ABWESENHEIT

Site-specific

Spanish Embassy, Berlin (Germany)

From 29/05/1992 to 31/07/1992

Curated by Dr. Claudia Buttner

Event Invitation

Chema Alvargonzalez's Ceremony Award, Oficer's Cross of the order of Civil Merit in 2012.

The character of this building provides a framework for understanding an important theme in my work: the manifestation of time as a historical process and a factor of personal experience. Absence, as a result of disappearance, is manifested here by the building´s covered-up windows, which, like eyes kept shut, reflect the gap that exists between the internal and the external, between reality and our mind. The existence of memory voids is suggested: the unknown, the imperceptible, the forgotten.

Light and sound are the main elements I employ in my work. Blue neon letters spelling the word “Abwesenheit” (absence) were hung inside a large hole remaining in the building from a wartime bomb. Red fluorescent lights are installed in the rest of the facade´s window openings.

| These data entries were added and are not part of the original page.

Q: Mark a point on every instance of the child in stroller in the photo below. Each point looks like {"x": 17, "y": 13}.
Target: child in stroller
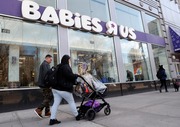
{"x": 176, "y": 84}
{"x": 91, "y": 89}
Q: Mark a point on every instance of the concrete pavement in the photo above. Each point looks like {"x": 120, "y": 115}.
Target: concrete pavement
{"x": 150, "y": 109}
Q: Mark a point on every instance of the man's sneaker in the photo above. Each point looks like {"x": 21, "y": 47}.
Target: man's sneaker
{"x": 78, "y": 117}
{"x": 38, "y": 112}
{"x": 47, "y": 114}
{"x": 54, "y": 121}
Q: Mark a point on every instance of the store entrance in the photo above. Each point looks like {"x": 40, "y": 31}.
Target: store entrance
{"x": 4, "y": 60}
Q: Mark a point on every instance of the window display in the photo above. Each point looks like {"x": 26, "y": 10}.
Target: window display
{"x": 136, "y": 60}
{"x": 22, "y": 50}
{"x": 93, "y": 54}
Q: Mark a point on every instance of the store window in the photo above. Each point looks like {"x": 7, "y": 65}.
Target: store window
{"x": 160, "y": 58}
{"x": 136, "y": 60}
{"x": 93, "y": 54}
{"x": 92, "y": 8}
{"x": 130, "y": 17}
{"x": 23, "y": 47}
{"x": 46, "y": 2}
{"x": 153, "y": 24}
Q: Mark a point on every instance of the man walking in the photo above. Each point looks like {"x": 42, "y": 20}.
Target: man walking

Sound is incorporated into the work through the playback of a segment of music by Arvo Pärt titled “Sarah was Ninety Years old”. The immaterial presence of music provides mediation between “Abwesenheit” and reality.

Chema Alvargonzalez


Friday the 29th of May of 1992 at 20.30, the opening of the installation "Abwesenheit" from the artist Chema Alvargonzalez took place, at the building of the old Spanish Embassy in Berlin. The artist's  work pointed towards the sonorous and visual elements, and their implantation in a defined space.

Berlin is taken as a incandescent point of contemporary history offers, like few cities in the world, a space for contrasts, in such a way that through its footsteps we acquire a different dimension of time. The Embassy, by explicit demand of the German authorities, was built in 1938 as a consequence of the change which took place from the previous Spanish Embassy located at the Palais-Winkler. It is a building constructed under the stylistic doctrines of the totalitarian architecture, which by its present state becomes a material testimony of the historical dimension of time. Destroyed during the war, a big part of it is in a ruined state, while the lateral wing was later reconstructed to house the present Consulate General of Spain. In a near future it will be the building which will host the Spanish Embassy.